D'autre part, nous croyons qu'il serait fondamental que les femmes prennent conscience de leur rôle dans le processus de sexualisation de leur corps et de socialisation. Chacune devrait pouvoir reconnaître où se situerait sa propre participation dans ces processus qui agiraient sur elles. Elles devraient situer leur participation en identifiant leurs négociations constantes avec les limites établies. Ainsi, nous estimons que la reconnaissance de leur participation contribuerait à la réappropriation de leur pouvoir, soit de leur pouvoir de changement. Il importerait donc de cultiver ce pouvoir.
En dernier lieu, nous pensons que de situer le problème du manque de désir sexuel des femmes uniquement en terme de problème personnel, constituerait une non-reconnaissance de l'influence et de l'impact des facteurs sexistes sur les femmes. Ce faisant, la femme serait reconnue seule responsable de son problème et se culpabiliserait de ne pouvoir y mettre fin. Nous pensons que le problème de manque de désir sexuel des femmes ne pourrait être définitivement résolu tant que ne serait pas reconnu le fait que celui-ci se situerait dans un contexte social où la sexualité féminine susciterait un malaise collectif. Il serait primordial de reconnaître que le problème dans l'expression du désir sexuel des femmes serait un problème personnel et un problème social. La sexualité féminine serait entourée d'un mécanisme social qui entraverait l'expression pleine et entière du désir sexuel des femmes.

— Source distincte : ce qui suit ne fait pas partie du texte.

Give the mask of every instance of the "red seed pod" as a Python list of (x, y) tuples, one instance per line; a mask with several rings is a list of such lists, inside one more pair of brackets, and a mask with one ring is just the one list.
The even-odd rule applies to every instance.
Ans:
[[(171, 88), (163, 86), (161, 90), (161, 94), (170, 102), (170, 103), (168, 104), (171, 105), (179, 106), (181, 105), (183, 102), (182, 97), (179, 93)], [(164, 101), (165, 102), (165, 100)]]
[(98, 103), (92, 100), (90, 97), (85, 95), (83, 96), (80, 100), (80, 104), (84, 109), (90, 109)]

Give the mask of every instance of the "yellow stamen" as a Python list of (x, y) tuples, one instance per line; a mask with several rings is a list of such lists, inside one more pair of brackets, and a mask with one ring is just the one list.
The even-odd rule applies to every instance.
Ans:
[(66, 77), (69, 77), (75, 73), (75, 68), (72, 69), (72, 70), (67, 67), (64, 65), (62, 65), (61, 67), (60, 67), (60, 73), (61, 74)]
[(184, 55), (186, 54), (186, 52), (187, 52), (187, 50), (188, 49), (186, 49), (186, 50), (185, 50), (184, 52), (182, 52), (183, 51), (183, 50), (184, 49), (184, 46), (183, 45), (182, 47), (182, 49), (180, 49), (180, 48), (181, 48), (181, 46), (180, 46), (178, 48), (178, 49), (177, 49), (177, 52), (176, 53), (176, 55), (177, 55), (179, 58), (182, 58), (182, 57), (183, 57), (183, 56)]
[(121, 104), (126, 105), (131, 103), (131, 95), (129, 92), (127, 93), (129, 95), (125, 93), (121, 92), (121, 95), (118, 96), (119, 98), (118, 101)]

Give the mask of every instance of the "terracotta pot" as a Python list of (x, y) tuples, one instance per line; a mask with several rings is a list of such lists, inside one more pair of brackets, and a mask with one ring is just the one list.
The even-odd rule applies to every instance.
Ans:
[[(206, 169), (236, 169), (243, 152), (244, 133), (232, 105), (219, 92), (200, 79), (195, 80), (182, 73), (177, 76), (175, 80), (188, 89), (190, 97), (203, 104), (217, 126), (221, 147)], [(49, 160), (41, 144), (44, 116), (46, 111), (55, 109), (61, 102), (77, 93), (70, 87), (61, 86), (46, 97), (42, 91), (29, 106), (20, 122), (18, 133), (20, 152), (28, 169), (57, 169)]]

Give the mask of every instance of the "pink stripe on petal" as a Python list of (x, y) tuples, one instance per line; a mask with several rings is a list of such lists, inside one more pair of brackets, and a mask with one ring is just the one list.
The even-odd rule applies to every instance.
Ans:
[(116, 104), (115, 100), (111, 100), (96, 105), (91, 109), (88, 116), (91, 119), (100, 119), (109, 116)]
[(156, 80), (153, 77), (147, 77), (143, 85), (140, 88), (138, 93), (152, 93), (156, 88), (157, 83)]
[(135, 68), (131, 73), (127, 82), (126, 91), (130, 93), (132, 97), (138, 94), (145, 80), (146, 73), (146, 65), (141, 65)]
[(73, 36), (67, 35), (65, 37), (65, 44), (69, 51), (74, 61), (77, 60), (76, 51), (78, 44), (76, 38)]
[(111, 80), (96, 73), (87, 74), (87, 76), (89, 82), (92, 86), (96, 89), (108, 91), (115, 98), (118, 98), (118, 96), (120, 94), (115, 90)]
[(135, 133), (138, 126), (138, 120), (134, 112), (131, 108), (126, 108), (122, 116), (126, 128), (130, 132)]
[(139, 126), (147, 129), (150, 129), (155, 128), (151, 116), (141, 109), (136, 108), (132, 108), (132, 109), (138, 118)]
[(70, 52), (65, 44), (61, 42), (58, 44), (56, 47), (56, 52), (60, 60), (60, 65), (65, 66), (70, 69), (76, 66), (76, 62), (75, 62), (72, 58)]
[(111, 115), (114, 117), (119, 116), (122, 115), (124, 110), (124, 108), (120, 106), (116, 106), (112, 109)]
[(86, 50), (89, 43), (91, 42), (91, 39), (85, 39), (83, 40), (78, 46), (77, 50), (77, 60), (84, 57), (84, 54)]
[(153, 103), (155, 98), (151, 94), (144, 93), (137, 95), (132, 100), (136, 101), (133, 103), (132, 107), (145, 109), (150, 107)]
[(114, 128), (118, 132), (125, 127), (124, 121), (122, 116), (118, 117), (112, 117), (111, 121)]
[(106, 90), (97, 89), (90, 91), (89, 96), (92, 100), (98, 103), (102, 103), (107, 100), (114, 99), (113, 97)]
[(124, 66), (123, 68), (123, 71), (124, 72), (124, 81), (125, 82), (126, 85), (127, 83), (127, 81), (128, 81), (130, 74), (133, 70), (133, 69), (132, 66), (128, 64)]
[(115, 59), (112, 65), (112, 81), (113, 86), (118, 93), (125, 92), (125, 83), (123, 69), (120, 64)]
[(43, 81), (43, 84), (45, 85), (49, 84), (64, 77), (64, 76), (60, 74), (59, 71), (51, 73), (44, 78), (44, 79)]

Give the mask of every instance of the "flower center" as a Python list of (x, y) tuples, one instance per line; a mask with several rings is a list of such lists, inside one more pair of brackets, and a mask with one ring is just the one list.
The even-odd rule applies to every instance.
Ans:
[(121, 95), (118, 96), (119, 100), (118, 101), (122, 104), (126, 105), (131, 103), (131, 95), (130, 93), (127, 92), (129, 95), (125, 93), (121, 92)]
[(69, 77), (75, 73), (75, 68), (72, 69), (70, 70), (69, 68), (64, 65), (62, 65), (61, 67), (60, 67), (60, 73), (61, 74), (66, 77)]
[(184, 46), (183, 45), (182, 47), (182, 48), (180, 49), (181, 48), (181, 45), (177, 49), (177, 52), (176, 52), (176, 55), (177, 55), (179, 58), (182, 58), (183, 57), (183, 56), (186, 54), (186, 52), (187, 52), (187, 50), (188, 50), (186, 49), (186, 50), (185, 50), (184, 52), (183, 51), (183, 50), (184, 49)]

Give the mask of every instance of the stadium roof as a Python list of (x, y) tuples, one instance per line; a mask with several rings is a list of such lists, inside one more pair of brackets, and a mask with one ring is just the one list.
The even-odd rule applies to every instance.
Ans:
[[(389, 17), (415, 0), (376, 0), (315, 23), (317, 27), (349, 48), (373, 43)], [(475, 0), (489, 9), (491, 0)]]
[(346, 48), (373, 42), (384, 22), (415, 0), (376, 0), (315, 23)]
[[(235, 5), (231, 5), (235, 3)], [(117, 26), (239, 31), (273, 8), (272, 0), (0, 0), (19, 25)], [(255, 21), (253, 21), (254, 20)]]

Nous croyons qu'il serait aussi important d'intégrer les hommes au changement social nécessaire afin que l'expression de la sexualité féminine ne suscite plus de malaise collectif. Pour ce faire, nous pensons que les hommes devraient reconnaître les avantages et les bénéfices qu'ils retireraient de la définition présente du désir sexuel féminin. Ils devraient aussi reconnaître que cette définition comporte également des désavantages pour eux et qu'ils gagneraient des bénéfices à redonner aux femmes le droit à leur propre définition de leur désir sexuel et de son expression.

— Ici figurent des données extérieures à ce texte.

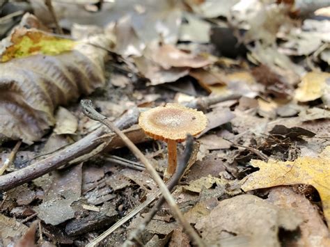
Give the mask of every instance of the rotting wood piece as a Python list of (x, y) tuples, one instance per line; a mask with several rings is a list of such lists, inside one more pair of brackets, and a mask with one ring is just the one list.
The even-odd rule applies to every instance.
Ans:
[[(130, 109), (116, 121), (115, 125), (121, 129), (127, 128), (137, 122), (139, 115), (139, 111), (137, 108)], [(0, 191), (8, 191), (41, 177), (81, 155), (92, 152), (104, 142), (104, 138), (100, 137), (107, 133), (109, 133), (107, 128), (100, 127), (82, 139), (44, 159), (24, 168), (0, 176)], [(100, 152), (102, 150), (100, 150)]]

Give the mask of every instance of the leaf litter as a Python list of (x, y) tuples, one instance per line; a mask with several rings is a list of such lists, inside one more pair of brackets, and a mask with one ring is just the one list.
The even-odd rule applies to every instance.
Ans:
[[(329, 246), (330, 39), (329, 19), (314, 13), (323, 6), (51, 2), (65, 35), (53, 33), (42, 1), (27, 3), (36, 16), (16, 1), (0, 13), (11, 26), (20, 20), (0, 29), (0, 166), (17, 140), (24, 143), (3, 176), (97, 132), (89, 144), (102, 145), (0, 187), (1, 244), (95, 243), (157, 191), (120, 138), (81, 113), (77, 99), (88, 97), (115, 122), (136, 106), (171, 102), (204, 111), (207, 127), (173, 196), (205, 243)], [(7, 15), (16, 8), (24, 10)], [(138, 125), (124, 132), (162, 175), (164, 144)], [(153, 203), (104, 244), (123, 244)], [(166, 203), (138, 238), (147, 246), (194, 246)]]

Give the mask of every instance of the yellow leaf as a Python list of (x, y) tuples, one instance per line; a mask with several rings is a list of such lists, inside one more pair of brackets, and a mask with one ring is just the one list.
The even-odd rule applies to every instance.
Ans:
[(7, 47), (1, 57), (2, 62), (37, 54), (58, 55), (71, 51), (77, 42), (38, 31), (16, 30), (12, 35), (12, 45)]
[(330, 146), (317, 157), (302, 157), (294, 161), (253, 160), (260, 170), (250, 174), (242, 189), (251, 191), (279, 185), (306, 184), (314, 186), (321, 198), (323, 212), (330, 227)]
[(307, 73), (296, 90), (295, 99), (301, 102), (307, 102), (322, 97), (327, 87), (327, 79), (330, 79), (330, 73), (317, 72)]

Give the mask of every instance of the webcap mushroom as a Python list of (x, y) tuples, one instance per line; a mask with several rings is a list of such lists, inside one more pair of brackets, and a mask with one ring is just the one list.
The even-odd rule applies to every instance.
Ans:
[(184, 141), (187, 134), (200, 134), (207, 123), (203, 112), (171, 103), (144, 111), (139, 118), (139, 125), (148, 135), (167, 143), (168, 164), (166, 175), (168, 176), (176, 170), (177, 143)]

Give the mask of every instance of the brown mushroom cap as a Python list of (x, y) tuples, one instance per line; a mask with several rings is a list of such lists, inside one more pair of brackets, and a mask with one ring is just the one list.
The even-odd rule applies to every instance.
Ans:
[(165, 141), (184, 141), (188, 133), (200, 134), (207, 123), (203, 112), (171, 103), (143, 112), (139, 118), (139, 125), (147, 134)]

Nous sommes d'avis que la sexologue aurait un rôle essentiel à jouer dans le processus amenant les femmes à définir elles-mêmes leur désir sexuel. D'une part, son rôle consisterait à encourager et à soutenir le cheminement des femmes quant à l'expression de leur désir sexuel. D'autre part, en tant qu'agente de changement social, la sexologue aurait aussi comme rôle de sensibiliser ses collègues à l'influence et à l'impact des facteurs sexistes sur la sexualité féminine. Ceci afin que se manifeste l'expression épanouie et libre du désir sexuel des femmes.